Last year, this route accounted for about 20m tonnes. In theory and with some investment it could have a capacity of up to 35m tonnes a year, more than the total exported through the BSGI. The opening last month of a new €500m bridge at Brăila could boost truck traffic to the ports by up to 5m tonnes a year.

In practice, there are severe complications. Most importantly, the Russians are aware that the Danube route is a feasible alternative and are striving to cut it off. The drone strikes on Reni and Izmail in July and August destroyed warehouses and silos and the grain inside them – enough to feed 66 million people for a day, according to UN officials – but the most significant impact has been on the confidence of ship crews, owners and insurers.

“We understand that insurers are quite reluctant to explore any movement of ships without Russian Federation guarantees, which is what the Black Sea initiative provided,” a UN official said.

There are currently large traffic jams of ships off the coast from the Danube delta and Constanţa, waiting for decisions on whether it is safe to proceed. Even there, in coastal waters, they face the danger of mines and other floating debris left by the blasting of the Kakhovka dam.

Air defences could be mounted around the Ukrainian river ports but the Russians could attack in other ways. Two years ago, two river barges were sunk under mysterious circumstances. One western European investor said the sinkings were believed by Ukrainian and Romanian authorities to be a trial run by Russian intelligence to test how long it took to clear the river, in anticipation of further acts of sabotage.

As well as security considerations there are constraints on capacity. The Danube delta is congested and some channels are so narrow ships can only pass in one direction at a time. The canals can only take small ships and convoys of barges. There is also a shortage of vessels and crews, with rusting old barges being pulled into service, along with retired river pilots. Tugboats and pusher craft are operated in Romania by a small cartel, and foreign firms have found it hard to enter the market.

“Constanţa port could be expanded quite quickly,” a European investor said. “There are open spaces, and it’s a safe working zone and there is the potential to put up silos and rail connections.” There are discussions between the EU and Bucharest on expanding the port but Constanţa has an organised crime problem, the investor said, describing the expansion process as “slow and corrupt”.

The Danube route is also at the mercy of water levels, which limit the size of ship that can reach the river ports. For them to work effectively, it requires countries upstream – Germany, Austria, Hungary, and Serbia – to open their locks.

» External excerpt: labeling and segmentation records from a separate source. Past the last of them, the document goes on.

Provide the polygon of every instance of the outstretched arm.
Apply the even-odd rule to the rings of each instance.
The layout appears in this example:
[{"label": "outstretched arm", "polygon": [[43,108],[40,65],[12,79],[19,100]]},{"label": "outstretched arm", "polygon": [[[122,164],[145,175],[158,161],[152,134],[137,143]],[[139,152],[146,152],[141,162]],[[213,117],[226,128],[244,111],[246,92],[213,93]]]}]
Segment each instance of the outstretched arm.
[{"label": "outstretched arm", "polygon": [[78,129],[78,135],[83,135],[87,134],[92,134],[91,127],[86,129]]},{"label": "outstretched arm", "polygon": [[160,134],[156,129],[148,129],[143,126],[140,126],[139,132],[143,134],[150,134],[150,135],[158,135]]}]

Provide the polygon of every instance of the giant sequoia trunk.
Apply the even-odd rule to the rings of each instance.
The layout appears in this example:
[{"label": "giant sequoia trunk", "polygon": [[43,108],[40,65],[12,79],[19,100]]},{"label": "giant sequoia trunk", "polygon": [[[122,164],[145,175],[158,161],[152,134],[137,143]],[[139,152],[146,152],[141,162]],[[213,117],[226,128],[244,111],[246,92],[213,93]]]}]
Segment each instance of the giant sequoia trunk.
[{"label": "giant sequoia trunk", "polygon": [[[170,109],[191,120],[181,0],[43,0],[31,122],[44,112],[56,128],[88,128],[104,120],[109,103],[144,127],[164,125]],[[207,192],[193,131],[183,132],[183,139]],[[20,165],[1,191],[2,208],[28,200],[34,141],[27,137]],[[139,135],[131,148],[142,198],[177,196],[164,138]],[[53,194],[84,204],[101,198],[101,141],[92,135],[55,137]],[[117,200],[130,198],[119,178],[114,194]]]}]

Given the complexities and cost of all the alternative routes to the BSGI, there are increasingly calls for a coordinating body – a civilian Ramstein format.

Korolyov, like many Ukrainian officials, would like to see a specially created body address the problems. “I see all existing international institutions as being useless and amorphous, afraid to speak out against Russia, or do anything to stop Putin,” he said. “They don’t carry out their duties.”

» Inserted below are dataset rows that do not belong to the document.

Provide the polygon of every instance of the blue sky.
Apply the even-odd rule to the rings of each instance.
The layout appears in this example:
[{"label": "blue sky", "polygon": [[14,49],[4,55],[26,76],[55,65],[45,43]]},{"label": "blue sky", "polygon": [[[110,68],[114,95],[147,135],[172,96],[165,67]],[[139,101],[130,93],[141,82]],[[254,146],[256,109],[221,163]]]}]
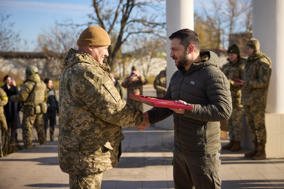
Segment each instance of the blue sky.
[{"label": "blue sky", "polygon": [[[194,10],[201,9],[200,1],[194,0]],[[91,0],[0,0],[0,12],[11,14],[7,22],[14,23],[13,30],[19,31],[20,46],[30,51],[36,48],[37,36],[44,30],[72,19],[76,23],[83,24],[89,20],[87,14],[93,12]],[[207,2],[206,2],[207,3]],[[28,46],[24,44],[27,41]]]}]

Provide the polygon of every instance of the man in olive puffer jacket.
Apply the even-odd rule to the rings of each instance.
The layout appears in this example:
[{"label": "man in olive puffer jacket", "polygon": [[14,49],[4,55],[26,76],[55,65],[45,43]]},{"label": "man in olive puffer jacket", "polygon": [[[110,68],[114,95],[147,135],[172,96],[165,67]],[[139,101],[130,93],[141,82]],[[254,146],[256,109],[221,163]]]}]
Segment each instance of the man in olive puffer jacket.
[{"label": "man in olive puffer jacket", "polygon": [[175,188],[220,188],[220,124],[215,122],[227,120],[231,113],[230,84],[219,69],[217,55],[199,51],[195,32],[181,29],[169,38],[178,70],[164,97],[193,109],[154,107],[144,113],[147,126],[173,114]]}]

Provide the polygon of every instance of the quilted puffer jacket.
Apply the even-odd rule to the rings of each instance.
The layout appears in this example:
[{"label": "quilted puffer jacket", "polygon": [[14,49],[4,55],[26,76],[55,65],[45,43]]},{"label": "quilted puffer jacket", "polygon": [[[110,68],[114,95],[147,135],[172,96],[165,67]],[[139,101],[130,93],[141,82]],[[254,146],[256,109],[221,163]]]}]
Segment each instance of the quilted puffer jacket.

So far the Biden administration has been wary of such an institutional fix.

James O’Brien, head of the US state department’s office of sanctions coordination, said: “I don’t believe a single entity is the answer to this. I think one of the things that works in the global food system is that we have thousands of smaller actors, each pursuing a way to move grain around.”

Others argue that when Russia is treating food as a weapon of war, Ukraine, the west and world’s hungry population will lose if it waits for the market to solve the resulting crisis.

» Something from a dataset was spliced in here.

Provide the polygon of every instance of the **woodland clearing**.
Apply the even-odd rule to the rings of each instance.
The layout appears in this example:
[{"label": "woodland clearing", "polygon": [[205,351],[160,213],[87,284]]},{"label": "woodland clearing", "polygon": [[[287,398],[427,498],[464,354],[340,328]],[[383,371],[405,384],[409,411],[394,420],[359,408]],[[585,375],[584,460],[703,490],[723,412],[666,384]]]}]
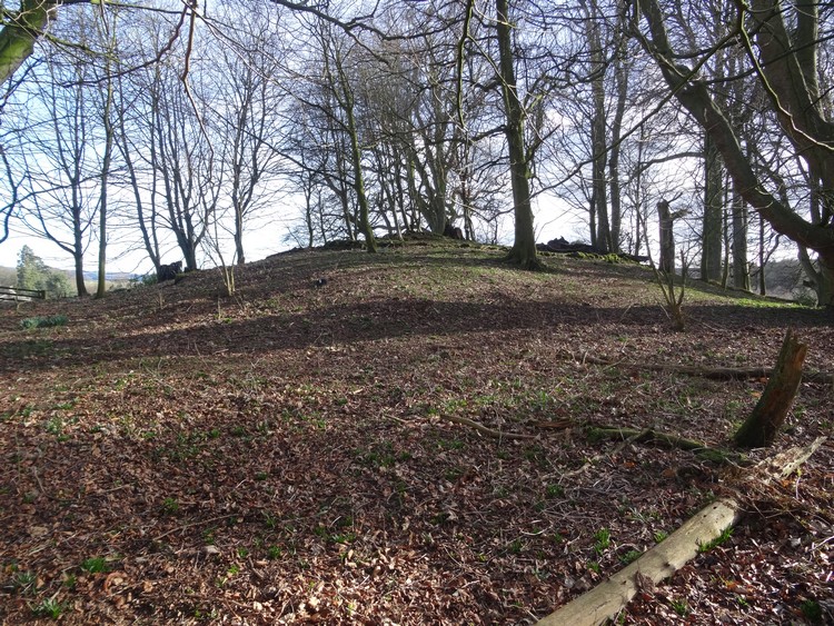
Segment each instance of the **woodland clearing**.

“The idea would be to enable the market to function, which it isn’t when one player is weaponising and destroying one part of the system,” said Fiona Hill, former senior director for European and Russian affairs at the US national security council, who is now focused on food security at the Brookings Institution in Washington DC.

“It’s applying the same general rationale we took to dealing with energy and the crisis we confronted as a result of the war and applying it to grain and other food.”